Corona hat einiges verändert

Seit man wieder reisen darf, wird auch wieder gereist. Doch die Pandemie hat Änderungen mit sich gebracht. Ein Update zur reisemedizinischen Beratung und zu Reiseimpfungen gab es auf dem Jahreskongress der Deutschen Gesellschaft für Innere Medizin (DGIM).
Christina Hohmann-Jeddi
10.05.2022  10:15 Uhr

»Ein wesentlicher Aspekt der Weltseuchenlage ist und bleibt natürlich Corona«, sagte Professor Dr. Tomas Jelinek, Medizinischer Direktor des Berliner Centrums für Reise- und Tropenmedizin (BCRT), auf dem DGIM-Kongress, der in diesem Jahr als Hybridveranstaltung stattfand.

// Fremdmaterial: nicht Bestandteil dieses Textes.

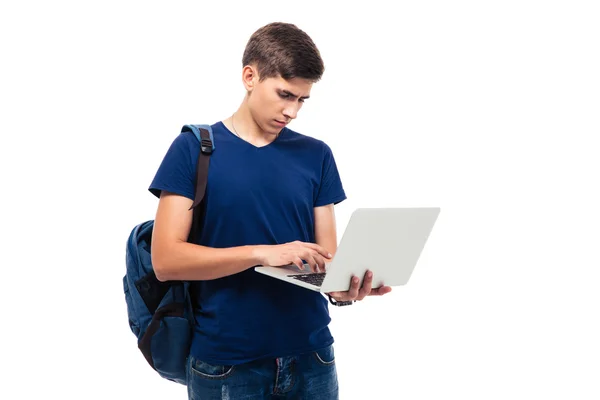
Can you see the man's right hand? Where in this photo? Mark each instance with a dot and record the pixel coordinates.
(293, 253)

Global sänken die Neuinfektionszahlen derzeit, in Europa sei dabei im Moment das stärkste Infektionsgeschehen zu beobachten. Die Pandemie wirke sich auch auf das Reisen aus. So müsse man gegen Covid-19 geimpft sein, »sonst wird es sehr schwierig«. Viele Länder hätten Auflagen zu Impfungen und Testungen, die zu beachten seien. Hilfe bei der Recherche könnten hier spezielle Apps, etwa des Centrums für Reisemedizin oder des Auswärtigen Amts, bieten.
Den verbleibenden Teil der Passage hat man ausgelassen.